En marge de la Conférence des Parties sur le Changement Climatique, COP 29, qui se déroule cette année en Azerbaïdjan, Eve Bazaïba Masudi, Ministre d’Etat de l’Environnement et Développement Durable, s’est confiée au micro de France 24 sur les enjeux de la participation de la RDC à ce sommet annuel organisé par les Nations Unies. Dans cette interview, elle a évoqué l’importance d’un partenariat gagnant-gagnant entre la RDC et le monde dans le marché carbone, pour mener des actions conjointes et ciblées, dans le cadre de la protection de l’environnement contre le changement climatique qui frappe la planète.

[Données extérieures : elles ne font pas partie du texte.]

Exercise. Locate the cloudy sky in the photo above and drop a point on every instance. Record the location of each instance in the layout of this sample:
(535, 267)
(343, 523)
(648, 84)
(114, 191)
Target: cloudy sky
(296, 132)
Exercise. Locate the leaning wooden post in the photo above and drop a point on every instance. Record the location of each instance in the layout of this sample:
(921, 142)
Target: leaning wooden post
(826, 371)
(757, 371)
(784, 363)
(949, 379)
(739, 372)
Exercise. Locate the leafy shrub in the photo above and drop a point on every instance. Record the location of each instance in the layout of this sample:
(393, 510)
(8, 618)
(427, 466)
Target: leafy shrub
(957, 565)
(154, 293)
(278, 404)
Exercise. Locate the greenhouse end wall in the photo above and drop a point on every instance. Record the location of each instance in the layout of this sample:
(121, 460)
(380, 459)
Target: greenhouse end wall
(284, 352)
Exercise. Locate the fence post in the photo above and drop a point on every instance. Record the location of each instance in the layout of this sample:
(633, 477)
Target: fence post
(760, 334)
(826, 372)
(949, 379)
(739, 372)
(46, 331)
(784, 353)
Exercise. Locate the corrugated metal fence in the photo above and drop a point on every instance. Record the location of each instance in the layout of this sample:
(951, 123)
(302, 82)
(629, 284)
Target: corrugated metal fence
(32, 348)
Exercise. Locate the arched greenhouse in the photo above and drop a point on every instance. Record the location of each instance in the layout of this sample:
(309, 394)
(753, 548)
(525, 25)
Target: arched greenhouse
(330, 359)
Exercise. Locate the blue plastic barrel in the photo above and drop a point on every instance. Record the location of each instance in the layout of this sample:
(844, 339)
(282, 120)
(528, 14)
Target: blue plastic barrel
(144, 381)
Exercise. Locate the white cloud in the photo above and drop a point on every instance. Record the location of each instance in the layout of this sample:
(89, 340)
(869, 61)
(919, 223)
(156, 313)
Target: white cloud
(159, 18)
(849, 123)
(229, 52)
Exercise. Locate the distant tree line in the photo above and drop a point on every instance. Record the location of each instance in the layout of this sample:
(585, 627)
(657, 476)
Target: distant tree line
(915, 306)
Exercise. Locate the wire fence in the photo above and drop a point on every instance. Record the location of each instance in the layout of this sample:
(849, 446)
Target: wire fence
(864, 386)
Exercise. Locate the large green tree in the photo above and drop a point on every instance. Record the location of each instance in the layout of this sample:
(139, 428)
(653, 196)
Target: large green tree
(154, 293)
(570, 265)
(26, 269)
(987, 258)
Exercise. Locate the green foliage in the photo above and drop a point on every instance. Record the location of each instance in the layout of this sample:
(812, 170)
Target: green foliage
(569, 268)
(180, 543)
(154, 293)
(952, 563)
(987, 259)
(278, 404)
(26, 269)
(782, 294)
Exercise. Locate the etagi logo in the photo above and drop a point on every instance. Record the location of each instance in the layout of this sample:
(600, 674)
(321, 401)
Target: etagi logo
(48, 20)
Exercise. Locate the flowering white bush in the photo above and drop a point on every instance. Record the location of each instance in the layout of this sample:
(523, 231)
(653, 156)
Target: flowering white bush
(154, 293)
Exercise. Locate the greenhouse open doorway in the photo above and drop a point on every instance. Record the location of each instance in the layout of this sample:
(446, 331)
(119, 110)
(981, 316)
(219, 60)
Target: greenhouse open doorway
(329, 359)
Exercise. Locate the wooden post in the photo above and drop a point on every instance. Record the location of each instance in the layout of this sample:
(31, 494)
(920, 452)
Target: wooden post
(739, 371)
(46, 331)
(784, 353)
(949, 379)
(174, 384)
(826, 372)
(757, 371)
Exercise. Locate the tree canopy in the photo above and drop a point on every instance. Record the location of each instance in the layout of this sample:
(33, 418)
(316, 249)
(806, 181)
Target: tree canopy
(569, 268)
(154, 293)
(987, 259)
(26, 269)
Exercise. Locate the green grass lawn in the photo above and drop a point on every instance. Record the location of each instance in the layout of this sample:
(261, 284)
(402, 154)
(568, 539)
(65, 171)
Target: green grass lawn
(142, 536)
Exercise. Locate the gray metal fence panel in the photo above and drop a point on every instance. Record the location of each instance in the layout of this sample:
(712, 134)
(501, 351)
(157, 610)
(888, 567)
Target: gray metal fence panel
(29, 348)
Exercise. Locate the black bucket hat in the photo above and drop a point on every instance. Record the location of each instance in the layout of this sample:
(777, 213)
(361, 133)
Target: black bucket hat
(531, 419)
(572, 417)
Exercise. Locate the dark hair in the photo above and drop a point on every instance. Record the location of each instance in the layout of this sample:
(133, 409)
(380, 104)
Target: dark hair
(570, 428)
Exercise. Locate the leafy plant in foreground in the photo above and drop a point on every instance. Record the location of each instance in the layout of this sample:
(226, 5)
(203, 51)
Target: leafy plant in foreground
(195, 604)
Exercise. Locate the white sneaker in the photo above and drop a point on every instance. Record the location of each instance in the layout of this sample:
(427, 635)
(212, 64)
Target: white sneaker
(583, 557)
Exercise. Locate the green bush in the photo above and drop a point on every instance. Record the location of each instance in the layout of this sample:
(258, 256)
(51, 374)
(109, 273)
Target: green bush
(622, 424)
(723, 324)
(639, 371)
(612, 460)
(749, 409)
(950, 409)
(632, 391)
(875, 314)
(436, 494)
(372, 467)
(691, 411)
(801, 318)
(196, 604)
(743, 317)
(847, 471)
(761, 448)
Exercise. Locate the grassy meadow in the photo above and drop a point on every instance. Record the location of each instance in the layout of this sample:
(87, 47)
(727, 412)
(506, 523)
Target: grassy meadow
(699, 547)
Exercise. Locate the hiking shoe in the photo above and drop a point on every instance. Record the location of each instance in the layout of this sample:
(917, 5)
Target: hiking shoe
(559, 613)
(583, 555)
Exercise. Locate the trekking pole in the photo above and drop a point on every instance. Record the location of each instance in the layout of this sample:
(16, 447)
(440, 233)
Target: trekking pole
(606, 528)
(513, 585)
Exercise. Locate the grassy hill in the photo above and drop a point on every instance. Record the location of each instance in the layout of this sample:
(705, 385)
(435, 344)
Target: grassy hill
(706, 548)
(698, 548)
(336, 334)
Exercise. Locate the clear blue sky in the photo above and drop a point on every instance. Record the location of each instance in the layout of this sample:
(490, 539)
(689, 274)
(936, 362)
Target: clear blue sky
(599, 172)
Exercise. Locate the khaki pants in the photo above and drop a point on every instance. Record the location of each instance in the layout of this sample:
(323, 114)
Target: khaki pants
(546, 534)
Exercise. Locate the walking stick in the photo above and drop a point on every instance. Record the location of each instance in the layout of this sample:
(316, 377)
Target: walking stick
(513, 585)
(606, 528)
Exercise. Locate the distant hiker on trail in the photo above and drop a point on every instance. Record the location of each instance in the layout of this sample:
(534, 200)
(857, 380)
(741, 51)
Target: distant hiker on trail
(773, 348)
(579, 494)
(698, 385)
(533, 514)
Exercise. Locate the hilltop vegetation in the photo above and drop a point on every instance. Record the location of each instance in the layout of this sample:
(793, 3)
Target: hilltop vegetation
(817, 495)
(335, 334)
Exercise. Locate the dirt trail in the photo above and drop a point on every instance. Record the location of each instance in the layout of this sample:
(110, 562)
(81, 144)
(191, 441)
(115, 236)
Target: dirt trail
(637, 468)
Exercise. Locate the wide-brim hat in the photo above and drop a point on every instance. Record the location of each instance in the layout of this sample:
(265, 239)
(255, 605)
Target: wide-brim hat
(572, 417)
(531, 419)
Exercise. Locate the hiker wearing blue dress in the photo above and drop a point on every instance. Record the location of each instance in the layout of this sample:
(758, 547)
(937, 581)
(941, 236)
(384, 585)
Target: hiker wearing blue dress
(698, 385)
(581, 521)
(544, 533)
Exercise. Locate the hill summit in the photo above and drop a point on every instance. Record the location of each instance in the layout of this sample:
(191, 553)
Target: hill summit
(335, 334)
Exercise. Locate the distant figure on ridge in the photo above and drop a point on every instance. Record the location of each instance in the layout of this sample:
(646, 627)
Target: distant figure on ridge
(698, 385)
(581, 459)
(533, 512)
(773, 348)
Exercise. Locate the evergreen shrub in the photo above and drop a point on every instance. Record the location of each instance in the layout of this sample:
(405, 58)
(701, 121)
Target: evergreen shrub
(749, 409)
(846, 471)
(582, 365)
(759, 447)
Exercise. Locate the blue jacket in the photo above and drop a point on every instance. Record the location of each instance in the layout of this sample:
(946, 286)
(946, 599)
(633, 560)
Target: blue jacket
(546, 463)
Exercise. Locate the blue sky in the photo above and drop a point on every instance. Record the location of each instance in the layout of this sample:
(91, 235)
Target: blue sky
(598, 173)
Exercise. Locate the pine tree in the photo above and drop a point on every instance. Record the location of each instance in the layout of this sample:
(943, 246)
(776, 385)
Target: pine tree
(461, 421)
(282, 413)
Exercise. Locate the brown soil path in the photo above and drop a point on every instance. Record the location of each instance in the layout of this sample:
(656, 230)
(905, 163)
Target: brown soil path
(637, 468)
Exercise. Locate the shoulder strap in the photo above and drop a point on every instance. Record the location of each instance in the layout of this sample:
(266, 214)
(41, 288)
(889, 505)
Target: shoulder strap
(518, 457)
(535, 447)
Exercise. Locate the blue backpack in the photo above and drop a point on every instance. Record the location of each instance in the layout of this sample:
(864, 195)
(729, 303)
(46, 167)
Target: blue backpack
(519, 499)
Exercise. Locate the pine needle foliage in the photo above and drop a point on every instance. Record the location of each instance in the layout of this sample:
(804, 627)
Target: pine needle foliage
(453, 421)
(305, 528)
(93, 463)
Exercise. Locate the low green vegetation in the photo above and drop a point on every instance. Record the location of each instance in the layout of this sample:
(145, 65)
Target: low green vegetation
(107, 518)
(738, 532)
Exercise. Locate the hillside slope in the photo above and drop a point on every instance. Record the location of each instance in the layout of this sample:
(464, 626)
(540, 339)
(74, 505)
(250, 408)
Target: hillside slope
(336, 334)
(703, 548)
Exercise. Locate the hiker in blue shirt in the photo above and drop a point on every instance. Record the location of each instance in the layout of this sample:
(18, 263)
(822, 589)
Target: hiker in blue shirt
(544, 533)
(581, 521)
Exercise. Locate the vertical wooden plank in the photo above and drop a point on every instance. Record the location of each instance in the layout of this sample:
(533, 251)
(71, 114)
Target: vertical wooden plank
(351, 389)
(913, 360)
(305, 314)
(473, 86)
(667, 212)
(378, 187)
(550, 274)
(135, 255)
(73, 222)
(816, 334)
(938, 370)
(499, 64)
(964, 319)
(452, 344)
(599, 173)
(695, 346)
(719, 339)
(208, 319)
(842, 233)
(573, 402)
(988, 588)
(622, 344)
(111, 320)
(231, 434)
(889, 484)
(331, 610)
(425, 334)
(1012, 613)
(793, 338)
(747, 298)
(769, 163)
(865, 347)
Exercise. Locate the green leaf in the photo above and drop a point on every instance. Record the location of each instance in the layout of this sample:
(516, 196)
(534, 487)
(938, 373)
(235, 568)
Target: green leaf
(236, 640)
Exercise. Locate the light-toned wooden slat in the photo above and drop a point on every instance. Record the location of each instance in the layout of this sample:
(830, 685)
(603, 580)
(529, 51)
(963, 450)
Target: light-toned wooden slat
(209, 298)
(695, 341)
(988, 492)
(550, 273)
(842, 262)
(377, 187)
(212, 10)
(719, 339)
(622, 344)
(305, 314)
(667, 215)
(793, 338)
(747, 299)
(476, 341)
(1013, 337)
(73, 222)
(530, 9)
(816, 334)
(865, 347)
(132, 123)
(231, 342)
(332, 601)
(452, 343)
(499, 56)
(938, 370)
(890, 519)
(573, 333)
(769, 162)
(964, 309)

Dans cette optique, Eve Bazaïba appelle à un dialogue profond entre les puissances forestières mondiales, pour disposer le carbone, une ressource stratégique pour la préservation de l’écosystème, à un prix conforme, pour un marché où tout le monde peut trouver son compte. Elle a fustigé, par ailleurs, le déséquilibre entre le Nord et le Sud au niveau du prix de carbone, où la tonne est négociée à 100 dollars pour le premier et à 5 dollars maximum pour le second.
‘’Vous savez avec le marché carbone, nous allons avoir un partenariat gagnant-gagnant, y compris l’implication des privés. C’est-à-dire, lorsque les forêts sont mises en programme, et que c’est fait d’une manière transparente, nous vendons ce crédit-carbone après que nous nous soyons convenus. Sur ce, nous devons avoir l’unicité de prix parce qu’il est hors de question d’avoir au sud, le prix du carbone à 2 ou 5 dollars américain la tonne, et 100 dollars la tonne au nord. C’est dans le cadre de ce partenariat que nous pouvons réussir. D’ailleurs, la RDC est déjà très avancée sur cette question’’, a indiqué Eve Bazaïba.
Pour elle, compte tenu de l’importance qu’a le carbone pour cette lutte planétaire, ceci devrait, en principe, coûter bien plus que sa valeur marchande actuelle.
‘’On en profite pour lancer un appel à la Banque Mondiale de respecter ses engagements sur les 55 millions de dollars avec les 11 millions de tonnes achetées… Nous avons discuté la tonne de carbone de 17 à 25 dollars, et nous voudrions que ça monte, voire même à plus de 100 dollars. Parce qu’il est question maintenant de sauver l’humanité. Avec ces fonds carbones, nous allons pouvoir les répartir pour mettre en place nos projets d’adaptation et aussi, booster la solidarité avec les pays qui ne disposent pas de moyen pour faire face au changement climatique, tels que ceux du sahel.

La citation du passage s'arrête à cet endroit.